賛助会員だより
自治医科大学では2020年4月、認証サーバー群を刷新すると同時にそれまで複数あった学内のID管理システムを一つの基盤に統合。オンプレミス環境でなくクラウドサービス「Microsoft Azure」上に構築し、稼働を開始しました。
学内外の様々なシステムには、教職員や学生などのユーザーが正当であるかを確認する、認証プロセスが欠かせません。従来は各システムがそれぞれユーザーIDやパスワードなどの認証情報を管理しており、ユーザーはシステムごとに異なるIDやパスワードを入力する必要がありましたが、近年では、一度の認証で複数のシステムにログインできるSSO(Single Sign On)が普及してきています。

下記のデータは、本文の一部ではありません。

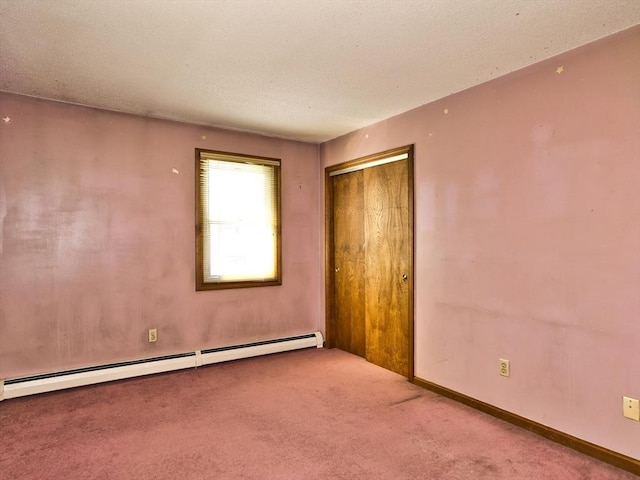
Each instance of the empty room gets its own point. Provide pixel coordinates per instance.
(305, 239)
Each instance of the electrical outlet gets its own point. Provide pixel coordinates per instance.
(631, 408)
(153, 335)
(503, 367)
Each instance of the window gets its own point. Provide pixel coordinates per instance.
(237, 221)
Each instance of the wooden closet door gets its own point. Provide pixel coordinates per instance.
(387, 265)
(349, 261)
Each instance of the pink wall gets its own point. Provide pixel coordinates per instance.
(97, 240)
(528, 238)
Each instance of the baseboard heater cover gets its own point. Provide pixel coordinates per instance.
(50, 382)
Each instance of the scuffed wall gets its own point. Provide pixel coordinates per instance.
(527, 221)
(97, 240)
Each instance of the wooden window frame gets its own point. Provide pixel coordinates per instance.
(201, 237)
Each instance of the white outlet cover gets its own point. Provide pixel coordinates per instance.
(631, 408)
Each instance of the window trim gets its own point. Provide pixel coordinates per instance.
(201, 284)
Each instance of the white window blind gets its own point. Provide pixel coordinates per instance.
(239, 220)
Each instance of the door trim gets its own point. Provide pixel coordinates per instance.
(387, 156)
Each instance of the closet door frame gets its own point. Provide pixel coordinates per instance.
(348, 167)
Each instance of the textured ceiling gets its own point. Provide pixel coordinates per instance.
(303, 69)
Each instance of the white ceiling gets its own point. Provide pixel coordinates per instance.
(309, 70)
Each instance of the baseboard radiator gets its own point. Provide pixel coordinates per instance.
(49, 382)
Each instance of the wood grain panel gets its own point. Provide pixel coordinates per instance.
(349, 265)
(387, 265)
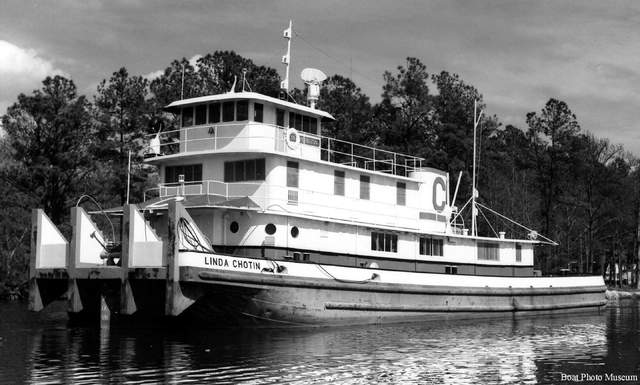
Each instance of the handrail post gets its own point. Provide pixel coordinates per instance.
(352, 164)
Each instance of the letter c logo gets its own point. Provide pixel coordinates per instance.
(439, 205)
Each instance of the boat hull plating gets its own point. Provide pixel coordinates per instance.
(237, 298)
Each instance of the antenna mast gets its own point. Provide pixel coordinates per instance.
(474, 192)
(286, 59)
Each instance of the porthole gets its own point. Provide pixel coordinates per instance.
(270, 229)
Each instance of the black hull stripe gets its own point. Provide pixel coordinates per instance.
(262, 281)
(460, 309)
(362, 256)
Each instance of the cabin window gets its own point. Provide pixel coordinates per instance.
(338, 182)
(401, 193)
(214, 113)
(228, 108)
(279, 117)
(384, 242)
(187, 116)
(292, 174)
(297, 121)
(244, 170)
(192, 173)
(270, 229)
(451, 269)
(488, 251)
(364, 187)
(201, 114)
(313, 125)
(242, 110)
(431, 246)
(257, 112)
(305, 123)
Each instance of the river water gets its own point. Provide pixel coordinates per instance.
(43, 348)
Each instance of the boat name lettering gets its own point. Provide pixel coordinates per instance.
(235, 263)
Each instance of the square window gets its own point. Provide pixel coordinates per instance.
(279, 117)
(401, 193)
(257, 112)
(214, 113)
(242, 110)
(292, 174)
(313, 126)
(201, 114)
(260, 169)
(228, 109)
(228, 172)
(364, 187)
(187, 116)
(338, 183)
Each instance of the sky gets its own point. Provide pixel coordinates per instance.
(518, 54)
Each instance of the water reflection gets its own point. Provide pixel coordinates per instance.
(533, 350)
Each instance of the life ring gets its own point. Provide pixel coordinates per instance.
(293, 138)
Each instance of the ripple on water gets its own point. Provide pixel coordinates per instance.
(526, 350)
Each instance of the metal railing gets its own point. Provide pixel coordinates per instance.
(243, 136)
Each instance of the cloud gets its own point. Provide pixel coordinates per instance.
(156, 74)
(21, 70)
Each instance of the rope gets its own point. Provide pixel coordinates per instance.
(489, 223)
(190, 236)
(518, 224)
(346, 280)
(113, 232)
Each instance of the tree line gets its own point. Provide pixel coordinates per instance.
(550, 175)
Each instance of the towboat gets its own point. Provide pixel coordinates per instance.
(259, 219)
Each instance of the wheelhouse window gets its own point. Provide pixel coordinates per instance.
(191, 172)
(488, 251)
(244, 170)
(401, 194)
(201, 114)
(364, 187)
(303, 123)
(292, 174)
(214, 113)
(384, 242)
(431, 246)
(338, 182)
(242, 110)
(257, 112)
(187, 116)
(228, 109)
(279, 117)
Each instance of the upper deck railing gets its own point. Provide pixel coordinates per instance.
(238, 137)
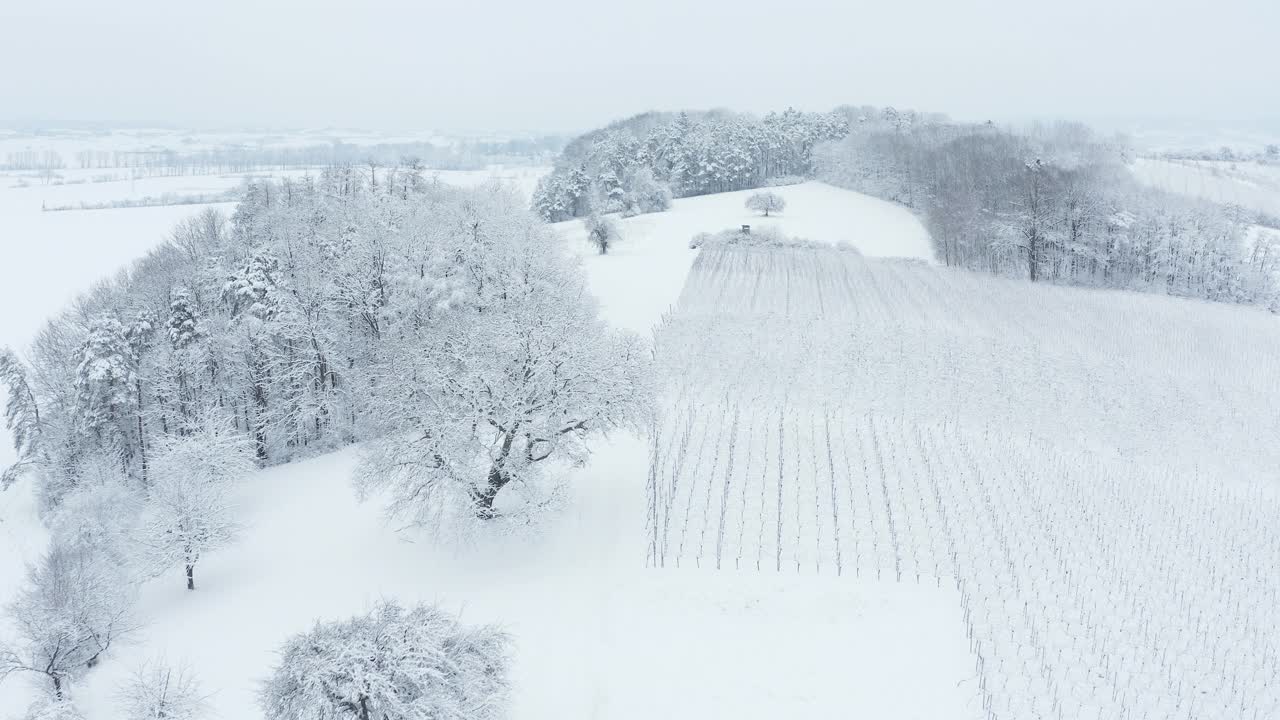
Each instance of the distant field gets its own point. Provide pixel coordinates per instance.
(1239, 183)
(1082, 466)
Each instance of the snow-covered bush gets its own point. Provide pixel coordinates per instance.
(392, 664)
(76, 605)
(158, 691)
(764, 236)
(53, 709)
(602, 231)
(785, 181)
(766, 203)
(188, 504)
(100, 514)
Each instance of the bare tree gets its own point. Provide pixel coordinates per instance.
(188, 505)
(602, 232)
(74, 607)
(393, 664)
(158, 691)
(766, 203)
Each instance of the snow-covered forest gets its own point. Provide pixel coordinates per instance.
(1056, 203)
(635, 165)
(474, 361)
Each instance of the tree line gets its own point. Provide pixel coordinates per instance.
(1055, 203)
(328, 310)
(447, 328)
(632, 164)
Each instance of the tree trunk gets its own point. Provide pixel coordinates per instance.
(497, 479)
(484, 497)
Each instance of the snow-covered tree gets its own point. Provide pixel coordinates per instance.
(21, 413)
(106, 383)
(188, 510)
(393, 664)
(602, 231)
(766, 203)
(158, 691)
(54, 709)
(525, 373)
(74, 606)
(645, 194)
(183, 323)
(100, 513)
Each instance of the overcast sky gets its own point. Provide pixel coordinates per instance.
(571, 64)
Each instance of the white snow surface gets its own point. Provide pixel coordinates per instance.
(644, 273)
(598, 634)
(1248, 185)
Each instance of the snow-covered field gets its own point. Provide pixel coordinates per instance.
(643, 276)
(1080, 466)
(598, 634)
(1248, 185)
(938, 495)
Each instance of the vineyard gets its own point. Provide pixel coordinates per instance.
(1092, 472)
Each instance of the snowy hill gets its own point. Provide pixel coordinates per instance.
(903, 472)
(598, 633)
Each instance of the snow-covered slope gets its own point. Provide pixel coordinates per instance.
(598, 633)
(944, 495)
(641, 277)
(1248, 185)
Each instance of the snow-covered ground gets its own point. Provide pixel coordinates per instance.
(598, 634)
(1057, 487)
(1082, 466)
(1248, 185)
(643, 276)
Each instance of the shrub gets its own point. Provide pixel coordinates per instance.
(393, 664)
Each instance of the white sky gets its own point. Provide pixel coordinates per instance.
(571, 64)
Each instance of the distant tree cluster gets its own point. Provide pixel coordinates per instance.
(1054, 204)
(392, 664)
(168, 162)
(446, 324)
(635, 165)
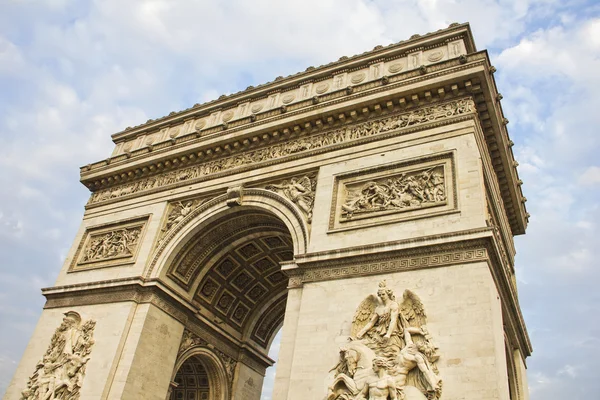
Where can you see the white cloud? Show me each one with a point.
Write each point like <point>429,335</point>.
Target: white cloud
<point>591,176</point>
<point>74,72</point>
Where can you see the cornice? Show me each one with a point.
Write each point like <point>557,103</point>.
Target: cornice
<point>470,75</point>
<point>281,124</point>
<point>415,43</point>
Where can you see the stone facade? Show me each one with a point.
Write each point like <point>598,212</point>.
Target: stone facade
<point>287,205</point>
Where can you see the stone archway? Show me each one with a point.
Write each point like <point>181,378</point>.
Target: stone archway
<point>199,374</point>
<point>230,270</point>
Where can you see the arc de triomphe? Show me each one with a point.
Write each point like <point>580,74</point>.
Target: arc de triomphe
<point>367,207</point>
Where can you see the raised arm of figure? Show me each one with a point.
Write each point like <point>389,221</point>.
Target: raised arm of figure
<point>367,327</point>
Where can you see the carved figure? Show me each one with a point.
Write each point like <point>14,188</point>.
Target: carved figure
<point>406,191</point>
<point>381,386</point>
<point>395,339</point>
<point>59,375</point>
<point>300,191</point>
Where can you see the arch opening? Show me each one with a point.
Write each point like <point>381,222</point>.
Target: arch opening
<point>231,270</point>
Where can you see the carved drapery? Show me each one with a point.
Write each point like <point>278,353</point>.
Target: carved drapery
<point>109,245</point>
<point>176,213</point>
<point>411,189</point>
<point>389,354</point>
<point>301,145</point>
<point>403,192</point>
<point>59,374</point>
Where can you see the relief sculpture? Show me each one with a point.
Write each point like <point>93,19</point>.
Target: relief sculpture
<point>114,244</point>
<point>332,137</point>
<point>301,191</point>
<point>177,212</point>
<point>403,192</point>
<point>389,354</point>
<point>59,374</point>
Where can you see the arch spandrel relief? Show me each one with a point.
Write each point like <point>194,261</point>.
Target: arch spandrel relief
<point>389,354</point>
<point>59,374</point>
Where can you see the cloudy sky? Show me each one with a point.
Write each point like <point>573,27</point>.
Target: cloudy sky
<point>74,72</point>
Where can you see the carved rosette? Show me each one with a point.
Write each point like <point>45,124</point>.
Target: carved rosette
<point>389,350</point>
<point>191,340</point>
<point>59,374</point>
<point>307,144</point>
<point>300,190</point>
<point>177,211</point>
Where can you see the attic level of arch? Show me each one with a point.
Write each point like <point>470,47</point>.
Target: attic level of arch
<point>453,33</point>
<point>475,82</point>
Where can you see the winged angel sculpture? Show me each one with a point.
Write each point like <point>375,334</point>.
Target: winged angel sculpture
<point>389,354</point>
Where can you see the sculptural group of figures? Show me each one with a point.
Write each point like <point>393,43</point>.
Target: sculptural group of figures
<point>112,244</point>
<point>389,355</point>
<point>405,191</point>
<point>59,375</point>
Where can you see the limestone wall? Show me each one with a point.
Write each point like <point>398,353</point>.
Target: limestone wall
<point>463,316</point>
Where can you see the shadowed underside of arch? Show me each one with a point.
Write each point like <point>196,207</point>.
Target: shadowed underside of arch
<point>233,269</point>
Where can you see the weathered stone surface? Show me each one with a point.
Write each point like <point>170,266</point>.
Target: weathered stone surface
<point>287,205</point>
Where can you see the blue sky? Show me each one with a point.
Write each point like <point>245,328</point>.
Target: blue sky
<point>74,72</point>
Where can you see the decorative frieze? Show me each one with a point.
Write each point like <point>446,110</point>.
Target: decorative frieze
<point>109,245</point>
<point>299,190</point>
<point>411,189</point>
<point>191,340</point>
<point>401,192</point>
<point>59,374</point>
<point>177,211</point>
<point>304,275</point>
<point>306,144</point>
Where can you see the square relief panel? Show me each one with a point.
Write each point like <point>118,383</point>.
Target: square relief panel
<point>411,189</point>
<point>109,245</point>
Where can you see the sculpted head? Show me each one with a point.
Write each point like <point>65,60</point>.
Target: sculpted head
<point>380,363</point>
<point>385,293</point>
<point>412,348</point>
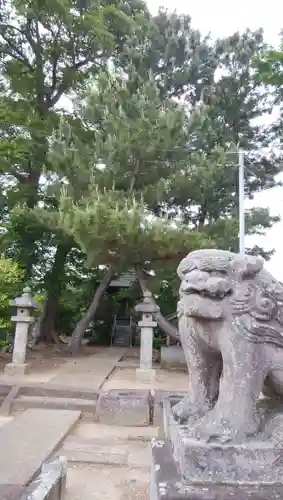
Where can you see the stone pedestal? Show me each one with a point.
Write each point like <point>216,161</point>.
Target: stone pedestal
<point>24,304</point>
<point>145,373</point>
<point>183,467</point>
<point>16,369</point>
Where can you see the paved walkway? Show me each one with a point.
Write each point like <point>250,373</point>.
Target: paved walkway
<point>89,372</point>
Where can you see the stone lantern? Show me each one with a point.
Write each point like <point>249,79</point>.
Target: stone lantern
<point>147,307</point>
<point>25,305</point>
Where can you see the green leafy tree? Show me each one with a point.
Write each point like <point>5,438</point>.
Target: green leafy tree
<point>117,167</point>
<point>48,49</point>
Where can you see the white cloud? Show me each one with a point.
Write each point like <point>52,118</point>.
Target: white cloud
<point>221,18</point>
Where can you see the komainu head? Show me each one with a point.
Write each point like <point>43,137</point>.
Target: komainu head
<point>218,285</point>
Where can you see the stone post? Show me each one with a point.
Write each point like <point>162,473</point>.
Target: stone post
<point>145,372</point>
<point>25,304</point>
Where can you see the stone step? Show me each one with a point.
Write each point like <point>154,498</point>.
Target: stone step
<point>114,433</point>
<point>29,440</point>
<point>57,391</point>
<point>55,403</point>
<point>106,452</point>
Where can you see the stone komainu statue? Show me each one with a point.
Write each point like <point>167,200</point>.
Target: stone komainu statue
<point>231,327</point>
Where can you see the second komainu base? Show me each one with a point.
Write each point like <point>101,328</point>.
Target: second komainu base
<point>184,468</point>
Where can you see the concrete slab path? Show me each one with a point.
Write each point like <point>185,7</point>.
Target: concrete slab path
<point>89,372</point>
<point>30,439</point>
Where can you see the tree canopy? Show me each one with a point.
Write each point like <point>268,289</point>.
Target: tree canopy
<point>119,134</point>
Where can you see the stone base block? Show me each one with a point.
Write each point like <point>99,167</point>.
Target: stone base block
<point>167,482</point>
<point>258,459</point>
<point>16,370</point>
<point>50,484</point>
<point>173,358</point>
<point>158,400</point>
<point>124,408</point>
<point>144,375</point>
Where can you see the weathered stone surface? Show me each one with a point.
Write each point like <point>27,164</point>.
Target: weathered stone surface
<point>146,375</point>
<point>158,398</point>
<point>167,482</point>
<point>124,407</point>
<point>230,323</point>
<point>8,401</point>
<point>29,439</point>
<point>50,484</point>
<point>257,459</point>
<point>172,358</point>
<point>16,369</point>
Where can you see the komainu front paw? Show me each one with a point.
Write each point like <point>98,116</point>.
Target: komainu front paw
<point>184,410</point>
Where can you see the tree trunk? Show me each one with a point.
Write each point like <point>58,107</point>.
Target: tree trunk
<point>78,333</point>
<point>47,324</point>
<point>54,282</point>
<point>162,322</point>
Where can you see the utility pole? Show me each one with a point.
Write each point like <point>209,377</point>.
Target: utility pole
<point>241,202</point>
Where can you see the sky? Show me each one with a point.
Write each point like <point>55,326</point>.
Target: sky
<point>221,18</point>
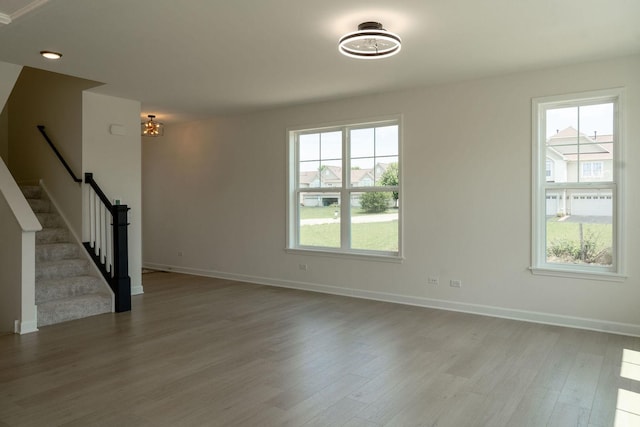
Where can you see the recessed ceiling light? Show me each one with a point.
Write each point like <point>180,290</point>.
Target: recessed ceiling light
<point>50,55</point>
<point>370,41</point>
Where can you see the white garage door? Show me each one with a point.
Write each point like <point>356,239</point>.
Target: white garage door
<point>592,204</point>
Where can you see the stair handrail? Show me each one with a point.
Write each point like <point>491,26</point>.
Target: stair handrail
<point>55,150</point>
<point>116,274</point>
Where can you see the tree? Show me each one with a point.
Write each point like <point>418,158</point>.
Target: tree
<point>390,177</point>
<point>375,201</point>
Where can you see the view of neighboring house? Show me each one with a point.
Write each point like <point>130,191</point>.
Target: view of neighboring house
<point>575,157</point>
<point>331,176</point>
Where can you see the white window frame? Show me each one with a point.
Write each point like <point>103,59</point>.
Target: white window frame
<point>292,238</point>
<point>539,265</point>
<point>591,174</point>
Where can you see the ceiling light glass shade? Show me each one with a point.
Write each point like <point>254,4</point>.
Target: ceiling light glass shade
<point>370,41</point>
<point>151,127</point>
<point>50,55</point>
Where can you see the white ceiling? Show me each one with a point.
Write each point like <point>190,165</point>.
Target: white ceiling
<point>197,58</point>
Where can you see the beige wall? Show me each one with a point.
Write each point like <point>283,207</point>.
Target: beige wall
<point>215,191</point>
<point>115,163</point>
<point>8,75</point>
<point>55,101</point>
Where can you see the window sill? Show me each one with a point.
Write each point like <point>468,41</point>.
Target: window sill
<point>578,274</point>
<point>347,255</point>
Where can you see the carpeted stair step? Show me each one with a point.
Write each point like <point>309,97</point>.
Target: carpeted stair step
<point>48,270</point>
<point>50,220</point>
<point>31,191</point>
<point>55,289</point>
<point>56,251</point>
<point>66,288</point>
<point>62,310</point>
<point>52,235</point>
<point>39,205</point>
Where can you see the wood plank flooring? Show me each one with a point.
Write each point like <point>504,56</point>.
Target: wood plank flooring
<point>207,352</point>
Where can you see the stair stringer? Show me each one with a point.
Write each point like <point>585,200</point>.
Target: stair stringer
<point>78,241</point>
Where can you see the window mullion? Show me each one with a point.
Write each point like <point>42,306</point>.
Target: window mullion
<point>345,194</point>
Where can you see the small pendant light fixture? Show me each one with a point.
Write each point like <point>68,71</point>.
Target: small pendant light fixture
<point>151,127</point>
<point>50,54</point>
<point>370,41</point>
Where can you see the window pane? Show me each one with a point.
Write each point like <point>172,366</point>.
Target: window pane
<point>362,172</point>
<point>596,120</point>
<point>579,138</point>
<point>387,141</point>
<point>330,173</point>
<point>362,143</point>
<point>309,176</point>
<point>374,222</point>
<point>562,123</point>
<point>579,227</point>
<point>386,171</point>
<point>331,145</point>
<point>319,220</point>
<point>309,147</point>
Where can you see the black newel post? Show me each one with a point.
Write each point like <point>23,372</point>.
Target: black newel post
<point>121,279</point>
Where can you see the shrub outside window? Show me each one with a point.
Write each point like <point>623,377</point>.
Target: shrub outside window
<point>577,184</point>
<point>344,189</point>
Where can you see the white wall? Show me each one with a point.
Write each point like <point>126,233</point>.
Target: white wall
<point>55,101</point>
<point>215,190</point>
<point>115,163</point>
<point>18,226</point>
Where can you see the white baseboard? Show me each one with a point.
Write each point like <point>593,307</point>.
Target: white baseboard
<point>26,327</point>
<point>484,310</point>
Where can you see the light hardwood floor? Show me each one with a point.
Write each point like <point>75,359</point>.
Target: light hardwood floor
<point>206,352</point>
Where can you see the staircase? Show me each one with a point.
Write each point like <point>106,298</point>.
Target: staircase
<point>67,287</point>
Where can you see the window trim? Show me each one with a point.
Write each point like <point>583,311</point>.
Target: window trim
<point>539,265</point>
<point>292,219</point>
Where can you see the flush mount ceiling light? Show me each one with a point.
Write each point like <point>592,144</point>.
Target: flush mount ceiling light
<point>370,41</point>
<point>50,55</point>
<point>152,128</point>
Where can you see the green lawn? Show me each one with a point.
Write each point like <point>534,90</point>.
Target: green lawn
<point>564,236</point>
<point>381,236</point>
<point>329,212</point>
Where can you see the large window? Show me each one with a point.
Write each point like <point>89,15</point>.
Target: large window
<point>577,184</point>
<point>344,189</point>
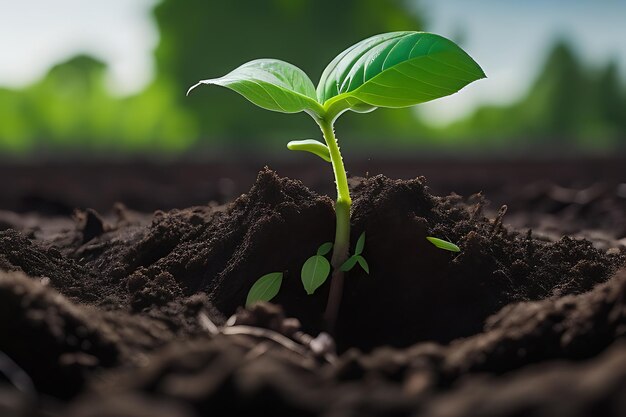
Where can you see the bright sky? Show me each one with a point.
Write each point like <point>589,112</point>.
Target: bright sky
<point>35,34</point>
<point>507,37</point>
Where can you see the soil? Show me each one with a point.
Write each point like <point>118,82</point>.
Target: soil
<point>131,313</point>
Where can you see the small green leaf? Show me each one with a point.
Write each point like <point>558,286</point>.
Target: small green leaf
<point>349,264</point>
<point>265,288</point>
<point>443,244</point>
<point>363,264</point>
<point>314,273</point>
<point>396,69</point>
<point>324,248</point>
<point>310,145</point>
<point>271,84</point>
<point>360,244</point>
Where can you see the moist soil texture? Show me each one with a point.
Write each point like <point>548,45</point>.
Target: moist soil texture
<point>134,314</point>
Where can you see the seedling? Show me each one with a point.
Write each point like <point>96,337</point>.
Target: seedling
<point>443,244</point>
<point>316,269</point>
<point>265,288</point>
<point>352,261</point>
<point>393,70</point>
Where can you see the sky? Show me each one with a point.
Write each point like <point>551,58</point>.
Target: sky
<point>508,38</point>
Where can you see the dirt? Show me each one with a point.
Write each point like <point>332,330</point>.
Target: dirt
<point>126,313</point>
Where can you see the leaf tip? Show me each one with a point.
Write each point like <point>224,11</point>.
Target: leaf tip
<point>192,87</point>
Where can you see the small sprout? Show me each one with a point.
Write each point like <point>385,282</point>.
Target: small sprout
<point>352,261</point>
<point>265,288</point>
<point>443,244</point>
<point>360,244</point>
<point>316,269</point>
<point>389,70</point>
<point>324,248</point>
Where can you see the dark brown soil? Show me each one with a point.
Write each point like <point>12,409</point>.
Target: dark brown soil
<point>113,315</point>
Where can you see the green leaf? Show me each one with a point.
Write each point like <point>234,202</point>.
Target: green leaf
<point>349,264</point>
<point>363,264</point>
<point>265,288</point>
<point>397,69</point>
<point>314,273</point>
<point>443,244</point>
<point>324,248</point>
<point>271,84</point>
<point>360,244</point>
<point>310,145</point>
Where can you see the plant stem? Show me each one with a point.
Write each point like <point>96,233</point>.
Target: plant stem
<point>342,228</point>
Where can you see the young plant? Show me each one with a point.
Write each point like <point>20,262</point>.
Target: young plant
<point>443,244</point>
<point>316,269</point>
<point>352,261</point>
<point>393,70</point>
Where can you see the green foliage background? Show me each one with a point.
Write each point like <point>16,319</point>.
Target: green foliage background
<point>569,107</point>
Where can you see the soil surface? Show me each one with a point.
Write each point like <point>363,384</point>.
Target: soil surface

自治医科大学でも、複数の認証基盤が存在し、それぞれが個別にIDを管理していました。
一つは、図書館管轄の認証システムで、このシステムが学認(学術認証フェデレーション)への認証連携も担っていました。それに対し、主に教職員が使うワークフローシステムや、そのワークフローを支えるクラウドサービス「G Suite」の認証を行うのは、電算課(現:情報システム課)の管轄で2013年に構築された別の認証システムです。さらに、その後に導入された「Office 365」でも、個別に認証を行っていました。
この課題を解消すべく、ワークフローやG Suiteと連携する認証基盤の構築や運用を手掛けた、サイオステクノロジーがSSOを支援することとなりました。
情報システム課は当初、認証サーバー群を学内データセンターに設置し運用することを検討していましたが、サイオステクノロジーはクラウド基盤上での構築・運用を提案しました。クラウド化によるメリットは、クラウド事業者が提供する機能を生かした運用性の向上です。例えばバックアップ機能は、認証基盤を構成する各サーバーのバックアップ作業を自動化できます。また、アクセス集中やサーバーの部分的な障害に備え、冗長化したサーバーを効率的に利用するためのロードバランサーも、調達や設定、運用の負担がほとんど不要となります。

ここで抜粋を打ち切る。